Why the World Laughs at Africans
By Lenrod Nzulu Baraka
The Ukraine war and the LGBTQ+ issue have thrusted Africans and more specifically African politicians into the limelight and on to the international stage. The historically minded would understand why many African leaders overtly or covertly support Russia in its proxy war against the West in Ukraine. Africans who know their history would remember that it was the Soviet Union that sent weapons and personnel to Africa in support of the African independence movements, especially in South Africa, and Angola.
The reluctance of many African leaders to vote against condemning Russia at the UN in recent times is a fitting quid pro quo for the assistance rendered to the African continent by the Soviet Union. African leadership can be congratulated for taking an independent stance on the Ukrainian issue. History will no doubt judge African leadership favorably for their highly reasonable and perfectly understandable show of support for Russia.
Perhaps not so reasonable and understandable is the current stance being taken by many African politicians on the LGBTQ+ issue. The incomprehensible nature of the current African stance on the LGBTQ+ issue stems from the realization that much of the animus against the LGBTQ+ community on the African continent is rooted in either Judeo-Christian or Islamic religious ideals.
We in the Caribbean are well aware of the conditioning process that effectively separated our enslaved African ancestors from their African essence. Enslaved Africans in the Caribbean were stripped of their history, their languages, their culture, their religion, and even their African names. Kunta Kinte was fed into the mouth of the beast and expelled as Toby. Every effort was made to ensure that enslaved Africans were disconnected from their African identity.
Many Black people assume that the Africans who evaded capture on the continent were spared the conditioning process that made a Toby out of a Kunta Kinte. Such an assumption unfortunately is sadly incorrect. Continental Africans were spared the agony and terror of chattel slavery, courtesy of the Christian Europeans, but there was no escaping the same conditioning process once the European powers cut Africa up like an apple pie and divided the continent among themselves.
Africans on the continent may have retained more of their African identity than their kith and kin in the Diaspora, but they also have scars that were inflicted deep in their African souls. Continental African have drunk deeply from the golden cup of European religion, education, language, politics, law, and culture. Judeo-Christian values and norms are as deeply enshrined in the hearts of continental Africans as they are in the hearts of Africans in the Diaspora.

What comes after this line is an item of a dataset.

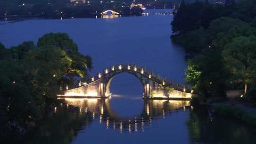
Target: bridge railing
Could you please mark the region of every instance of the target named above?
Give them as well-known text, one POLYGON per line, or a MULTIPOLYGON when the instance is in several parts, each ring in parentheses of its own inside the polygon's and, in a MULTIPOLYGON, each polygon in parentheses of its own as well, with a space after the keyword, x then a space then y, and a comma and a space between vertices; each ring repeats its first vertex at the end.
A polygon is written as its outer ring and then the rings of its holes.
POLYGON ((147 71, 146 67, 142 67, 139 65, 128 63, 114 65, 107 68, 101 72, 98 73, 97 75, 91 77, 91 78, 88 80, 87 81, 84 81, 81 82, 79 84, 79 86, 82 86, 89 84, 101 78, 102 77, 104 77, 105 75, 108 74, 109 73, 112 72, 116 72, 116 71, 124 69, 134 71, 137 72, 139 72, 141 74, 144 75, 146 77, 148 77, 148 79, 150 79, 164 86, 169 86, 173 88, 175 90, 180 91, 187 91, 187 90, 189 90, 189 89, 185 85, 184 86, 178 83, 174 83, 173 81, 167 81, 166 78, 163 78, 159 74, 155 75, 152 72, 147 71), (128 69, 128 68, 129 68, 129 69, 128 69), (120 69, 120 68, 121 68, 121 69, 120 69), (135 69, 136 71, 135 70, 135 69))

A careful analysis of the rhetoric being bandies around in the public square by many African leaders clearly reveals that those leaders who are opposed to extending full human rights to the LGBTQ+ community in Africa are opposing on the basis of their spiritual affinity with the religious value structure imposed on them by their European or Arab colonizers. The conservative, prudish, Victorian religious ethic with its antiquated views on human sexuality is the motivating factor behind most of the anti-LGBTQ+ sentiment on the African continent.
The same conservative, evangelical, Bible literalism that that is opposing the LGBTQ+ community in the US and around the world wherever conservative evangelical Bible literalism is strong, is the same force that is opposing the LGBTQ+ community in Africa. This is very ironic because the same Europeans who introduced conservative evangelical Bible literalism have consigned it to the dustbin of history along with all the antiquated laws that were a throwback to the prudishness of the Victorian age.
Regrettably many Africans on the continent and many Blacks in the Diaspora are trapped in a time warp in which religion trumps reason and common sense. The Europeans, who bequeathed the backward and sometimes barbaric moral and ethical system found in the Judeo-Christian scriptures, have wisely evolved to a higher system of values and ethics. It is to the shame of many people of African ancestry that we find it so hard to follow suit and consign the same backward religious values to the nearest garbage can. No wonder the whole world laughs at Africans and Black people in the Diaspora. We have imbibed the detritus of antiquated European, Jewish, and Arab spirituality and are now defending ideals from these spiritual systems, flying the false flag of African culture.
Lenrod Nzulu Baraka is the founder of Afro-Caribbean Spiritual Teaching Center and the author of The Future of African and the Caribbean: Challenges and Possibilities.